According to Right Move, property prices have fallen in the months prior to 9 January 2021. This may be correlated to a decrease of activity in the property market due to the realisation that any new property transactions may not be possible to complete before 31 March 2021.
It is predicted that from Spring onwards the property market will quieten down as a result of a number of factors such as the end of the SDLT holiday, the pandemic and the economic downturn. With this in mind, there may be a decline in property prices and as a result, there may be a shift in terms of bargaining power in favour of the buyers, which may result in more opportunities and bargains in the property market.
For the majority of people, buying a property represents the largest single financial transaction they will have to make in their lives, it is important to consider all the issues and risks and strike the right balance to make an informed decision before proceeding with any property transaction.
If you do choose to pay over 90% of the property purchase price before the legal completion date to benefit from the SDLT holiday, this will be at your own risk and discretion.

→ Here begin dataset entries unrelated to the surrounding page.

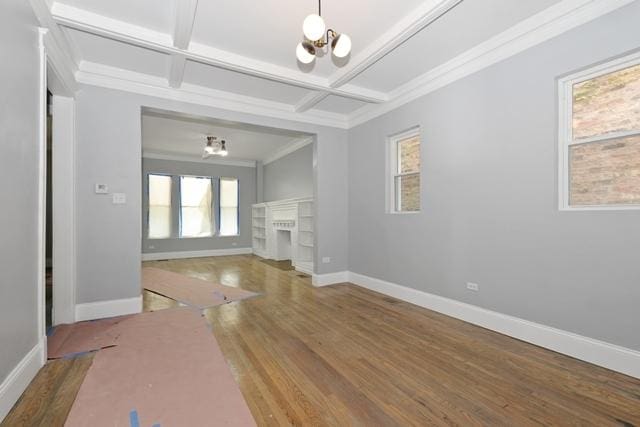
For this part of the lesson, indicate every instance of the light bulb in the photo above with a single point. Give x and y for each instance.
(305, 53)
(341, 45)
(313, 27)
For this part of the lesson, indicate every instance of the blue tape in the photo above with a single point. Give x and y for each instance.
(133, 418)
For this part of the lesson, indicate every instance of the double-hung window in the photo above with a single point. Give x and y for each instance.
(159, 213)
(404, 167)
(228, 206)
(599, 136)
(196, 219)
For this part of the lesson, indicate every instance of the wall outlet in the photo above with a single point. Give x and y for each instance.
(119, 198)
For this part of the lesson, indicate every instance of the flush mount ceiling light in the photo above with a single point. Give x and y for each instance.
(313, 28)
(213, 147)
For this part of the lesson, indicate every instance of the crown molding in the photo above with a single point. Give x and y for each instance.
(294, 146)
(160, 155)
(93, 74)
(535, 30)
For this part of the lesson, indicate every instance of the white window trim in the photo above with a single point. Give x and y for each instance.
(391, 170)
(565, 137)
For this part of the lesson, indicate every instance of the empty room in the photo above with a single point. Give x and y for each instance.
(312, 212)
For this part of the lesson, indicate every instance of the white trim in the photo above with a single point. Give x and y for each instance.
(549, 23)
(565, 131)
(94, 74)
(104, 309)
(194, 159)
(294, 146)
(329, 278)
(599, 353)
(19, 378)
(103, 26)
(63, 187)
(154, 256)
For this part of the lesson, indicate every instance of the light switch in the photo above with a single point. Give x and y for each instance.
(102, 189)
(119, 198)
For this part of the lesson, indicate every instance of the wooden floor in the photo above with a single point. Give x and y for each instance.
(343, 355)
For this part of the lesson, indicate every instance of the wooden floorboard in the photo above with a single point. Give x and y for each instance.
(343, 355)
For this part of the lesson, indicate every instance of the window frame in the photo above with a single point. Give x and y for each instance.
(171, 208)
(565, 129)
(214, 226)
(220, 179)
(393, 169)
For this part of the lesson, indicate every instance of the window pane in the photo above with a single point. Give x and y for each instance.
(228, 206)
(408, 193)
(159, 206)
(606, 104)
(605, 172)
(409, 155)
(195, 207)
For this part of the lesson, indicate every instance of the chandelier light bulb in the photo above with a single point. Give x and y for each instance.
(341, 45)
(305, 53)
(313, 27)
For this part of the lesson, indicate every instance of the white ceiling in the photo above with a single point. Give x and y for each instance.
(247, 48)
(176, 135)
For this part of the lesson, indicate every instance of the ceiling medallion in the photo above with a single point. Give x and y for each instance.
(313, 28)
(214, 147)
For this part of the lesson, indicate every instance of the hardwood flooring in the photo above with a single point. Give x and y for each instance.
(343, 355)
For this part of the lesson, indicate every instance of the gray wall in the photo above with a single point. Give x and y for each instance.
(489, 190)
(109, 236)
(247, 189)
(19, 117)
(290, 176)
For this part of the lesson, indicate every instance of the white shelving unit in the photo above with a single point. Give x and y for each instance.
(284, 229)
(259, 229)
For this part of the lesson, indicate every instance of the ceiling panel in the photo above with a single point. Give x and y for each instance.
(120, 55)
(340, 105)
(270, 30)
(153, 14)
(186, 136)
(230, 81)
(467, 25)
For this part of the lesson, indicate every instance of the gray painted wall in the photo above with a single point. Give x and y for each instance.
(109, 236)
(290, 176)
(247, 189)
(489, 189)
(19, 117)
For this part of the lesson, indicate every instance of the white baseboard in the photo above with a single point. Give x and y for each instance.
(590, 350)
(104, 309)
(330, 278)
(19, 378)
(195, 254)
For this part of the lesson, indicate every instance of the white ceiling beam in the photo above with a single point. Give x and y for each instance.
(184, 12)
(143, 37)
(421, 17)
(428, 12)
(176, 70)
(310, 100)
(184, 17)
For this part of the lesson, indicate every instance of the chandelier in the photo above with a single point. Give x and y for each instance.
(213, 147)
(313, 28)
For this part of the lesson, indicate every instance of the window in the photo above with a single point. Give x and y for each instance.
(600, 137)
(195, 207)
(228, 206)
(159, 190)
(404, 167)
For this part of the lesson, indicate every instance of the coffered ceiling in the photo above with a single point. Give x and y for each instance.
(242, 52)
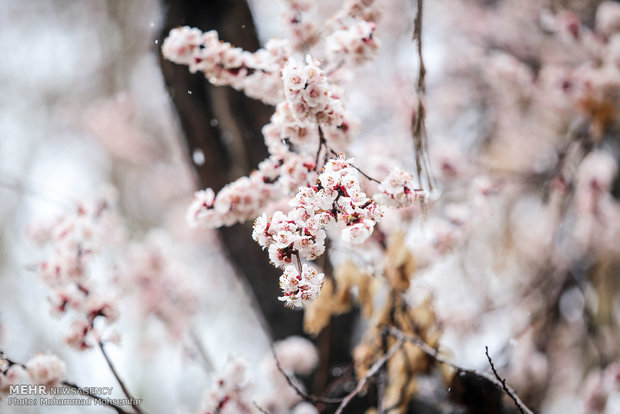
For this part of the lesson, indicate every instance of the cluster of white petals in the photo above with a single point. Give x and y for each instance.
(75, 241)
(307, 89)
(352, 45)
(398, 189)
(298, 19)
(230, 391)
(336, 198)
(300, 289)
(42, 369)
(257, 74)
(48, 370)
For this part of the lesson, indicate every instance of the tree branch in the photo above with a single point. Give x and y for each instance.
(82, 391)
(509, 391)
(299, 391)
(433, 353)
(119, 380)
(371, 372)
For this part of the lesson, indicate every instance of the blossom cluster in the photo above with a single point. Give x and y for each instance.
(293, 138)
(43, 369)
(336, 197)
(352, 45)
(303, 31)
(398, 189)
(257, 74)
(75, 241)
(232, 390)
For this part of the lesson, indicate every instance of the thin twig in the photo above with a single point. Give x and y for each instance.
(418, 126)
(82, 391)
(259, 408)
(300, 392)
(371, 372)
(360, 171)
(90, 395)
(509, 391)
(119, 380)
(322, 142)
(433, 353)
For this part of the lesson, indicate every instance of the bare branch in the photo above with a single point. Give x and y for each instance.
(433, 353)
(299, 391)
(119, 380)
(82, 391)
(418, 125)
(509, 391)
(371, 372)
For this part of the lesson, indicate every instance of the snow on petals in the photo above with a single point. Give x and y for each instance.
(47, 370)
(300, 289)
(398, 189)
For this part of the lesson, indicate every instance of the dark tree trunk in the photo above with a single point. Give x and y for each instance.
(225, 126)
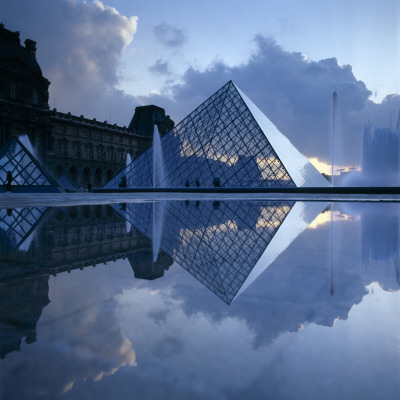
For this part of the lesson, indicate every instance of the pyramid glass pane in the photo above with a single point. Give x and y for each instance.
(24, 168)
(220, 243)
(18, 225)
(224, 142)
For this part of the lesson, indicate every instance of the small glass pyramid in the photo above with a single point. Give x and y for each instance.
(17, 226)
(225, 142)
(27, 174)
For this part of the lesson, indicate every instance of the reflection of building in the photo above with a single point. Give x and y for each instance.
(380, 156)
(227, 141)
(37, 243)
(83, 150)
(22, 301)
(226, 247)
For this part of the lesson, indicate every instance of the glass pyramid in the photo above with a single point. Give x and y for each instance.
(17, 226)
(224, 245)
(27, 174)
(225, 142)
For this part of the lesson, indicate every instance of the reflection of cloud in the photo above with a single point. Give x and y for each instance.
(79, 339)
(199, 357)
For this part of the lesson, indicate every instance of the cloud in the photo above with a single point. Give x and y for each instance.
(79, 49)
(296, 94)
(160, 67)
(79, 338)
(169, 35)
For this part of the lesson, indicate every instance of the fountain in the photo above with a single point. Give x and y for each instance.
(334, 112)
(158, 163)
(158, 219)
(128, 159)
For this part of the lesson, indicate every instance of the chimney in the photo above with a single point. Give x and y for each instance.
(30, 45)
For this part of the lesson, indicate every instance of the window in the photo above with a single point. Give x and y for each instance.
(13, 90)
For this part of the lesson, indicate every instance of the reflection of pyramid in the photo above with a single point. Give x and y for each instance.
(227, 141)
(225, 245)
(18, 225)
(27, 174)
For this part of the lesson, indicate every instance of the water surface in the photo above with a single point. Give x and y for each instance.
(245, 299)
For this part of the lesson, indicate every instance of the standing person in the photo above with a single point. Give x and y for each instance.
(9, 180)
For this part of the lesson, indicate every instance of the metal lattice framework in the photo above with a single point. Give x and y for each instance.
(17, 226)
(25, 169)
(225, 142)
(219, 243)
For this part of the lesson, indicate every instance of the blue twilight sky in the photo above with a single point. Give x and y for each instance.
(105, 58)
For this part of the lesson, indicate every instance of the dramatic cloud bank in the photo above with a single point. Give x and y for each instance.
(79, 49)
(296, 94)
(169, 35)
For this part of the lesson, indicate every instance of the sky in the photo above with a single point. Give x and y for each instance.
(105, 58)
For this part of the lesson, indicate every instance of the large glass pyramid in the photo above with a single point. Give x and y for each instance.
(225, 142)
(27, 174)
(17, 226)
(224, 245)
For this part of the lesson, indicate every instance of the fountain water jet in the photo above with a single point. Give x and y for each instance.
(158, 162)
(158, 222)
(334, 105)
(128, 159)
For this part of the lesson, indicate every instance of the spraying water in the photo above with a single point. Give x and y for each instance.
(128, 159)
(334, 111)
(158, 162)
(158, 222)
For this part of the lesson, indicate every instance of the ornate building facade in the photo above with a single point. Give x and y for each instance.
(84, 150)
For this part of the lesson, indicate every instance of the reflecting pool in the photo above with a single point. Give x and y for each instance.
(200, 299)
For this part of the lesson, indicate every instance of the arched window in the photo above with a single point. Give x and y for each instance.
(98, 176)
(73, 174)
(58, 171)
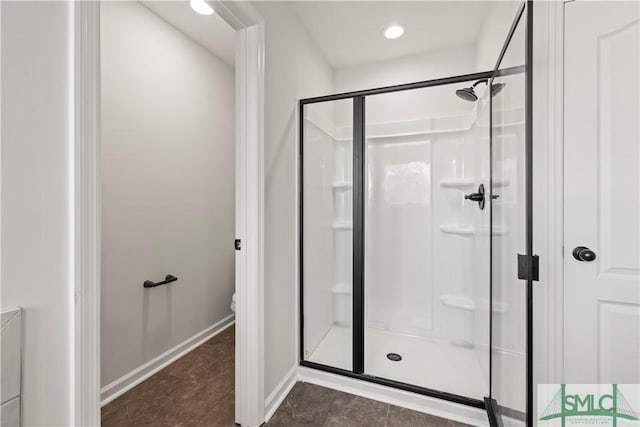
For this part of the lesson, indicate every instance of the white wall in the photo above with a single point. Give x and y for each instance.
(36, 196)
(168, 153)
(493, 34)
(409, 105)
(294, 69)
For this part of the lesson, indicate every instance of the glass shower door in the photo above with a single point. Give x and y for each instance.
(511, 253)
(425, 149)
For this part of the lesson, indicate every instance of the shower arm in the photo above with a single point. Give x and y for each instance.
(485, 81)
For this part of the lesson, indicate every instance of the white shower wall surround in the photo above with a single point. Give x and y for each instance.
(421, 278)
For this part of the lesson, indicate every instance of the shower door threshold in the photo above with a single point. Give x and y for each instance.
(451, 397)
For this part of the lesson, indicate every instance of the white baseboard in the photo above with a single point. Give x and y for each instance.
(438, 407)
(281, 391)
(135, 377)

Monarch Solicitors shall not be liable if HMRC later challenge your submission and find that your actions do not constitute as substantial performance of the contract.
Monarch Solicitors are not tax specialists and so do not provide advice on tax. We recommend that you to take independent tax advice from a tax specialist, such as an accountant or financial advisor who has the appropriate indemnity insurance in place.
Although Monarch Solicitors will strive to legally complete your property purchase before 31 March 2021 there is no guarantee that this will be the case, due to the increase in demand and the delays caused by homeworking and COVID-19.
Monarch Solicitors shall not be liable if your property purchase attracts a higher rate of SDLT if it completes after the SDLT holiday.